We'll be predicting the prevalence of obesity with the following linear model.
$$f_\theta(x) = \theta_0 + \theta_1 (\text{high blood pressure}) + \theta_2 (\text{unemployment}) + \theta_3(\text{poverty rate})$$
Let's start by creating our training and test sets. We'll then train a linear regression model using Scikit learn's LinearRegression
In [14]:
X = cleaned[['HighBp', 'Unemployment', 'PovertyRate']]
Y = cleaned[['Obesity']]
x_train, x_test, y_train, y_test = train_test_split(X, Y, test_size=0.2)
model = LinearRegression(fit_intercept=True)
model.fit(x_train, y_train)
print('Model Intercept: {}'.format(model.intercept_))
print('Model Coefficients: {}'.format(model.coef_))
In [15]:
def mse(y_pred, y_true):
""" Compute the mean squared error of 'y_pred' and 'y_true'. """
return float(np.sum((y_pred - y_true) ** 2)) / len(y_pred)
train_pred = model.predict(x_train)
test_pred = model.predict(x_test)
print('Training Error: {}'.format(mse(train_pred, y_train)))
print('Test Error: {}'.format(mse(test_pred, y_test)))
We can also display a plot of the residuals
In [16]:
y_res = (test_pred - y_test) / y_test
# Plot the results
plt.title("Residual Proportions Plot")
plt.xlabel("Test Data Row Index")
plt.ylabel("resid. / actual obesity prevalence")

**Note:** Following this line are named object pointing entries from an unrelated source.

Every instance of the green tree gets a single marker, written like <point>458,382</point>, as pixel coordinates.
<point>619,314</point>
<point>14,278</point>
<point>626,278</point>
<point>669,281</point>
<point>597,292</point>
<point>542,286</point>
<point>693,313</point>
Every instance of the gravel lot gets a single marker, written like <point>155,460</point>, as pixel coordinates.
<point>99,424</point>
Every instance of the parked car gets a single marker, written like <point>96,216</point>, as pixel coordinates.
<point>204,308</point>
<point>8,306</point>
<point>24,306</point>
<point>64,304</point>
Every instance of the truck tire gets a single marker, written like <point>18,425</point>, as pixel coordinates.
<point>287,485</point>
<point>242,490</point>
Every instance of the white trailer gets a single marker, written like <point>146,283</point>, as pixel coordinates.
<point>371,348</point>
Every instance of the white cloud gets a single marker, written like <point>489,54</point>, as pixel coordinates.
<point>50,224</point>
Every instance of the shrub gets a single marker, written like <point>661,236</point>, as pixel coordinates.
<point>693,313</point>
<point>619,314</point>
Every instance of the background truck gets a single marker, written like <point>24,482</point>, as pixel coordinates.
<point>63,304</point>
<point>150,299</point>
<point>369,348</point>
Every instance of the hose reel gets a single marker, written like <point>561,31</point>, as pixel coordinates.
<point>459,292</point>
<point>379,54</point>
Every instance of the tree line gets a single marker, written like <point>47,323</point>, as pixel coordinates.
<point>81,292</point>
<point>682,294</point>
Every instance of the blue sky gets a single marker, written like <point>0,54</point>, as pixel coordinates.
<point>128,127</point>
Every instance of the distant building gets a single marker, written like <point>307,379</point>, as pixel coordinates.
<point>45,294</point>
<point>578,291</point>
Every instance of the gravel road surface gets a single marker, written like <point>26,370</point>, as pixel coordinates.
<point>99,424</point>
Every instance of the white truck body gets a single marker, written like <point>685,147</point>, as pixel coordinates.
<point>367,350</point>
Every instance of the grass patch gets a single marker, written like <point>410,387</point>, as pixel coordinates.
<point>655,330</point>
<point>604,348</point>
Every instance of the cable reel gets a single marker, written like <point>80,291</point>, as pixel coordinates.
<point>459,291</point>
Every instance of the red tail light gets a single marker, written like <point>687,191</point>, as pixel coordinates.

plt.scatter(y_res.index, y_res['Obesity'])
plt.show()
How well does your model perform? We were able to achieve an MSE for the test set of approximately 10% points from the observed obesity prevalence. Our model was also able to fit the data with the max residual bounded by +/- 30%, which for a simple model considering only three explanatory variables isn't so bad.

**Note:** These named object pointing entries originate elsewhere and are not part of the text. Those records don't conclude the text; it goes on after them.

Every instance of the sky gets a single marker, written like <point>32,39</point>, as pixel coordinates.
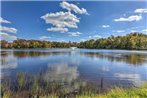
<point>71,20</point>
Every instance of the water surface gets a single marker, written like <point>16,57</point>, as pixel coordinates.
<point>103,68</point>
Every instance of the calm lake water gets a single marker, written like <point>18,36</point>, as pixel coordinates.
<point>99,67</point>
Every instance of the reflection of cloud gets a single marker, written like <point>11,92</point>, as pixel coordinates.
<point>8,61</point>
<point>61,73</point>
<point>133,77</point>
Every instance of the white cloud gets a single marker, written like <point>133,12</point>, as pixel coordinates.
<point>83,39</point>
<point>8,29</point>
<point>145,30</point>
<point>105,26</point>
<point>74,33</point>
<point>140,11</point>
<point>4,21</point>
<point>119,31</point>
<point>130,18</point>
<point>133,31</point>
<point>60,20</point>
<point>95,36</point>
<point>73,7</point>
<point>5,36</point>
<point>44,37</point>
<point>57,29</point>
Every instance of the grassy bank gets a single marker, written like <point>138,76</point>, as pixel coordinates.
<point>30,86</point>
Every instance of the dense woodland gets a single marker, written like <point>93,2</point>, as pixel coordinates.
<point>130,41</point>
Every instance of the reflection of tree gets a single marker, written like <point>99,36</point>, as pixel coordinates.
<point>35,53</point>
<point>8,60</point>
<point>134,78</point>
<point>61,72</point>
<point>130,58</point>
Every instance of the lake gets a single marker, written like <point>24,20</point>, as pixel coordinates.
<point>102,68</point>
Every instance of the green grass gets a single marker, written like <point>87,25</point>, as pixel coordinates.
<point>37,87</point>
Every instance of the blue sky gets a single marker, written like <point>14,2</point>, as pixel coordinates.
<point>71,21</point>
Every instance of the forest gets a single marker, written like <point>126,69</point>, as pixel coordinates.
<point>136,41</point>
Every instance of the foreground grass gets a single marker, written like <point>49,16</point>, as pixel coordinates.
<point>38,87</point>
<point>140,92</point>
<point>115,93</point>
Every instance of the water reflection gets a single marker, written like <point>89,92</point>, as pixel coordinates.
<point>107,68</point>
<point>131,58</point>
<point>61,72</point>
<point>8,61</point>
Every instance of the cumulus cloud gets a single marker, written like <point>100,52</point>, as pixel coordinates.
<point>73,7</point>
<point>94,36</point>
<point>105,26</point>
<point>44,37</point>
<point>57,29</point>
<point>61,21</point>
<point>140,11</point>
<point>130,18</point>
<point>8,29</point>
<point>119,31</point>
<point>5,36</point>
<point>4,21</point>
<point>74,33</point>
<point>145,30</point>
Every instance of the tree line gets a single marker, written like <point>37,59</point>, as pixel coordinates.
<point>136,41</point>
<point>130,41</point>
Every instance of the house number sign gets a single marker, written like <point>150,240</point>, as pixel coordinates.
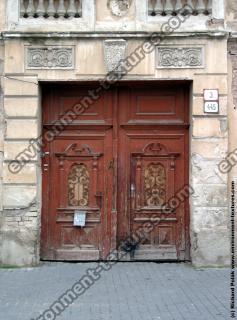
<point>79,218</point>
<point>211,101</point>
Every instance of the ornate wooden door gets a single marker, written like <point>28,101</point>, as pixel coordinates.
<point>153,168</point>
<point>76,176</point>
<point>120,162</point>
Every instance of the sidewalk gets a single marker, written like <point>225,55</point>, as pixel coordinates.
<point>129,291</point>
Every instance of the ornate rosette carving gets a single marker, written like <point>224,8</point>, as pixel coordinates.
<point>175,57</point>
<point>50,58</point>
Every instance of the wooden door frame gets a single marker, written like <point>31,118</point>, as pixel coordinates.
<point>114,217</point>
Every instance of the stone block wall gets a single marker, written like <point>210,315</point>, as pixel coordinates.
<point>20,227</point>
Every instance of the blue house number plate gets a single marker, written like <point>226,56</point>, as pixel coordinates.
<point>79,218</point>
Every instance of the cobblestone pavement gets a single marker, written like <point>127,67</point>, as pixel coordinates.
<point>129,291</point>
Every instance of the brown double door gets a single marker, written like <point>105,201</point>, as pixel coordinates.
<point>118,165</point>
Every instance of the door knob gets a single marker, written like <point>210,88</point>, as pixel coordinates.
<point>99,196</point>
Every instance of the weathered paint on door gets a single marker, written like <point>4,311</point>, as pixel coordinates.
<point>120,161</point>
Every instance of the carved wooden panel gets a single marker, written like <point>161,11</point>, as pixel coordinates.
<point>154,185</point>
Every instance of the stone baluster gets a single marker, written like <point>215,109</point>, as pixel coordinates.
<point>40,11</point>
<point>178,6</point>
<point>31,9</point>
<point>159,9</point>
<point>61,9</point>
<point>201,7</point>
<point>51,8</point>
<point>71,8</point>
<point>209,6</point>
<point>168,7</point>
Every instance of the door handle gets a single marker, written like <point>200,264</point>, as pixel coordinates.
<point>99,196</point>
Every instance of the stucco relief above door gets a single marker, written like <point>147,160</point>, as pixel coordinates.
<point>119,8</point>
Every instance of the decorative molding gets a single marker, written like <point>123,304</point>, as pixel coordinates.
<point>50,58</point>
<point>114,52</point>
<point>180,57</point>
<point>119,8</point>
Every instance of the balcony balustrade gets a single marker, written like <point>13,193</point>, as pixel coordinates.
<point>50,9</point>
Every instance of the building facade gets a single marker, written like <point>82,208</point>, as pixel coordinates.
<point>91,150</point>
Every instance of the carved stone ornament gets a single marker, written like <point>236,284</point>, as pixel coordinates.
<point>119,8</point>
<point>175,57</point>
<point>114,52</point>
<point>50,58</point>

Congratulations! Rather than spending a couple of hours just searching for and joining datasets from the CDC, Bureau of Labor Statistics, and US Census Bureau, you've spent one lab session querying dataCommons for the same data and, on top of that, using it to build a linear model. Hopefully dataCommons has made the time-to-analysis much shorter!

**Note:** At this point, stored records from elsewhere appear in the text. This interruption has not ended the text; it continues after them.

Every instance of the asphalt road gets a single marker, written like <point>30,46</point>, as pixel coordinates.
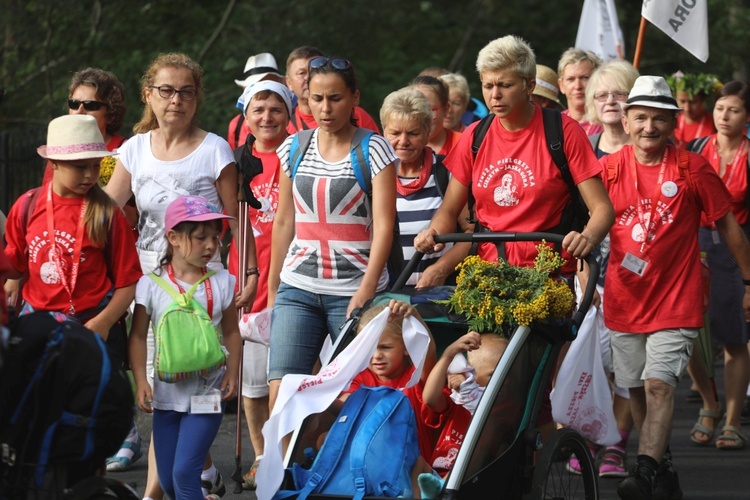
<point>705,472</point>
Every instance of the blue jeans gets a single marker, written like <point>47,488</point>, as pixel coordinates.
<point>299,325</point>
<point>181,443</point>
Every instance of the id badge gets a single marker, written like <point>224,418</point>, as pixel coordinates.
<point>634,264</point>
<point>208,401</point>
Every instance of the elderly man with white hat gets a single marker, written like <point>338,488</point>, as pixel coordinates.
<point>654,285</point>
<point>260,67</point>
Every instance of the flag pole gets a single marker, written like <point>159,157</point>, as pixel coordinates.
<point>639,43</point>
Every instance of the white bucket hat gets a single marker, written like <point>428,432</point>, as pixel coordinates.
<point>73,137</point>
<point>651,92</point>
<point>258,67</point>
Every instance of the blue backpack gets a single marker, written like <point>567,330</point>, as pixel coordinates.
<point>369,450</point>
<point>360,158</point>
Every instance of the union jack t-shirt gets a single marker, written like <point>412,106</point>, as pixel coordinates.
<point>333,217</point>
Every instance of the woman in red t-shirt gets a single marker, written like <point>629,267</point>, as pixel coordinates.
<point>727,151</point>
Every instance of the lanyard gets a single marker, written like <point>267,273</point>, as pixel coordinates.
<point>651,223</point>
<point>206,282</point>
<point>69,286</point>
<point>737,155</point>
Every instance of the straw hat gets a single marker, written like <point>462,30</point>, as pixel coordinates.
<point>73,137</point>
<point>546,83</point>
<point>258,67</point>
<point>652,92</point>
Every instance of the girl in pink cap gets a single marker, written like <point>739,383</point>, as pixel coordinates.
<point>187,408</point>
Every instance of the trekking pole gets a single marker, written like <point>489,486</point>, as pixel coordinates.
<point>248,166</point>
<point>242,265</point>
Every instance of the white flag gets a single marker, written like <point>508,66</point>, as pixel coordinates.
<point>599,30</point>
<point>685,21</point>
<point>303,395</point>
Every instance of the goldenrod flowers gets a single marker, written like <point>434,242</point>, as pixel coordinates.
<point>497,297</point>
<point>107,166</point>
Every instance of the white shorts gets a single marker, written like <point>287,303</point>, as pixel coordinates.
<point>664,354</point>
<point>254,370</point>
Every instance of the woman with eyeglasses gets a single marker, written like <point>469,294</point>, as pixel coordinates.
<point>170,156</point>
<point>406,117</point>
<point>607,88</point>
<point>441,139</point>
<point>331,239</point>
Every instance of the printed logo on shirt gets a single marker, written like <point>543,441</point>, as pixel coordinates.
<point>630,217</point>
<point>38,250</point>
<point>268,196</point>
<point>512,176</point>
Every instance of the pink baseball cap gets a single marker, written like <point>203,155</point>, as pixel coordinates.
<point>193,209</point>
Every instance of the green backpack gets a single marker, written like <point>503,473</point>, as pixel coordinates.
<point>187,342</point>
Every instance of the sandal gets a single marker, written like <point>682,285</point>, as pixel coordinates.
<point>249,477</point>
<point>122,463</point>
<point>614,462</point>
<point>716,415</point>
<point>734,440</point>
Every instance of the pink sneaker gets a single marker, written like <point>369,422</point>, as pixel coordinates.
<point>574,466</point>
<point>614,463</point>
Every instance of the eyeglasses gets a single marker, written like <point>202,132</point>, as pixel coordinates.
<point>618,96</point>
<point>336,63</point>
<point>169,92</point>
<point>87,105</point>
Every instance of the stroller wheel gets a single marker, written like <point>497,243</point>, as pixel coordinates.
<point>552,480</point>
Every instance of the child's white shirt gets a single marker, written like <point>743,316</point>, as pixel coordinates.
<point>176,396</point>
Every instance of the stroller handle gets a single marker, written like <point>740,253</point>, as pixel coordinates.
<point>588,294</point>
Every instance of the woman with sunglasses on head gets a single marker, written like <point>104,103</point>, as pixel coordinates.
<point>331,240</point>
<point>171,156</point>
<point>727,152</point>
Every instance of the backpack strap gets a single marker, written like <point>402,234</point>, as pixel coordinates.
<point>683,159</point>
<point>697,145</point>
<point>442,176</point>
<point>360,158</point>
<point>553,132</point>
<point>361,441</point>
<point>238,128</point>
<point>297,149</point>
<point>181,298</point>
<point>27,207</point>
<point>478,136</point>
<point>336,439</point>
<point>613,167</point>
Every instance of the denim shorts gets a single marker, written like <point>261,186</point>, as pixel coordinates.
<point>300,322</point>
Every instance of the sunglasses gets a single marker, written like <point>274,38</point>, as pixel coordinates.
<point>338,63</point>
<point>169,92</point>
<point>87,105</point>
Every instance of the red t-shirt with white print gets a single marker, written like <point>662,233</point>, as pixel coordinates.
<point>100,270</point>
<point>667,292</point>
<point>515,182</point>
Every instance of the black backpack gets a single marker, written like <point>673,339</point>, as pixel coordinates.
<point>576,215</point>
<point>63,405</point>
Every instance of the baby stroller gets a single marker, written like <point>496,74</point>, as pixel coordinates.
<point>502,453</point>
<point>64,408</point>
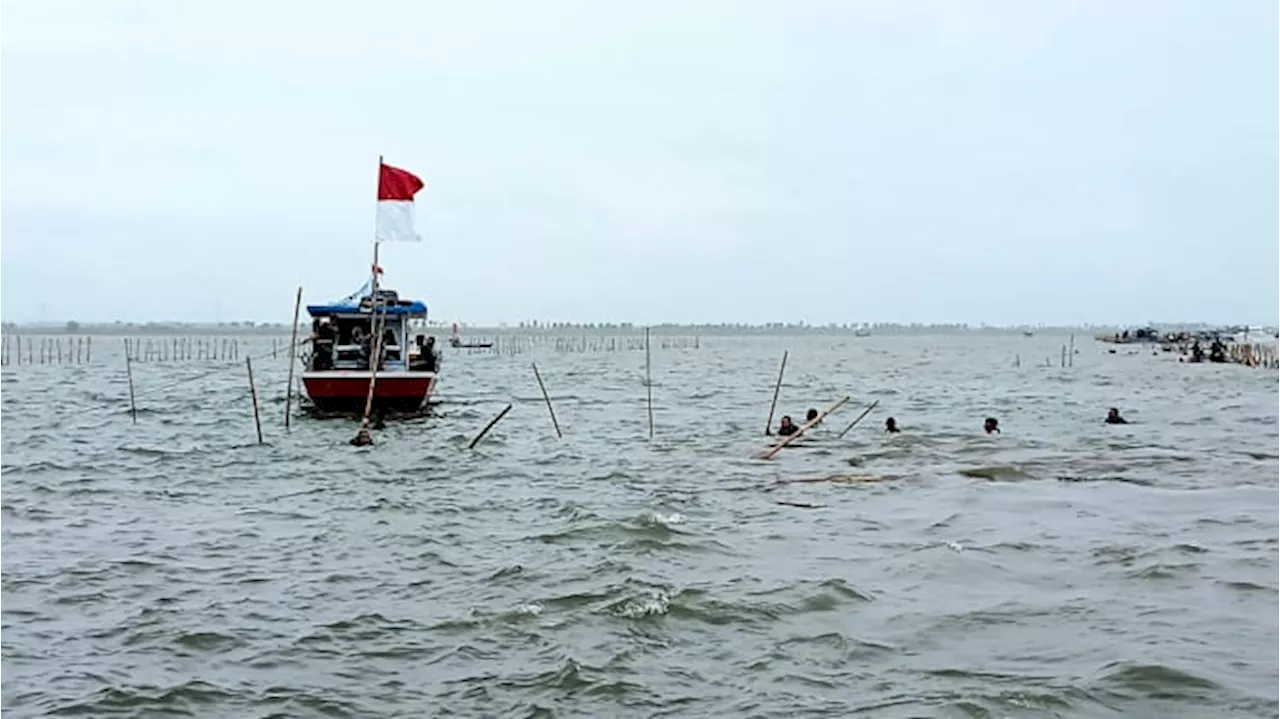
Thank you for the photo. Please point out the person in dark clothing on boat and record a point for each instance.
(430, 353)
(786, 427)
(1217, 351)
(321, 344)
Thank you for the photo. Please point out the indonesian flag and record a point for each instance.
(396, 191)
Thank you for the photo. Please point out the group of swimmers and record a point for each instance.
(990, 425)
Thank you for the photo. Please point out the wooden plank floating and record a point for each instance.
(252, 392)
(128, 370)
(489, 426)
(293, 358)
(768, 424)
(859, 418)
(547, 397)
(648, 379)
(804, 427)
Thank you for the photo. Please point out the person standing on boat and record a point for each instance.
(786, 427)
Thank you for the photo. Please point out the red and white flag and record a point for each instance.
(396, 191)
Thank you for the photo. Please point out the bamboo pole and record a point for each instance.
(803, 429)
(547, 397)
(293, 358)
(252, 392)
(648, 379)
(489, 426)
(859, 418)
(777, 388)
(128, 370)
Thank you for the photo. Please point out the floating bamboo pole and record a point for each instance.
(803, 429)
(859, 418)
(489, 426)
(293, 358)
(777, 388)
(547, 397)
(252, 392)
(648, 379)
(128, 371)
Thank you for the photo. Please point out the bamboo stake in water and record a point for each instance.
(648, 379)
(128, 370)
(547, 397)
(859, 418)
(293, 360)
(252, 392)
(489, 426)
(801, 430)
(773, 406)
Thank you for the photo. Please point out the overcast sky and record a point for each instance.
(737, 160)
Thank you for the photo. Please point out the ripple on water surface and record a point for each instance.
(1063, 568)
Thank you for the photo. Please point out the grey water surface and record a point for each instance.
(1064, 568)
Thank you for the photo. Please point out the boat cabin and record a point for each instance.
(342, 335)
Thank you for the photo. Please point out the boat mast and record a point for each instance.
(373, 320)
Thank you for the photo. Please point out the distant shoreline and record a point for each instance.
(242, 329)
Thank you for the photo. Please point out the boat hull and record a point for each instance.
(346, 390)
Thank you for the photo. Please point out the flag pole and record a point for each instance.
(375, 344)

You've also created a basic model to predict the prevalence of obesity in approximately 500 states using intuition from a long line of research. The model you've created only uses three explanatory variables, so even though it's not the most accurate at predicting obesity prevalence, it's possible that it can be improved by adding more variables. Obesity is also known to correlate with factors such as high cholesterol and diabetes, but with the data in dataCommons, we can even consider asking if obesity correlates with stranger factors such as
Does adding these variables into your model improve accuracy? Can you think of other variables that correlate with obesity?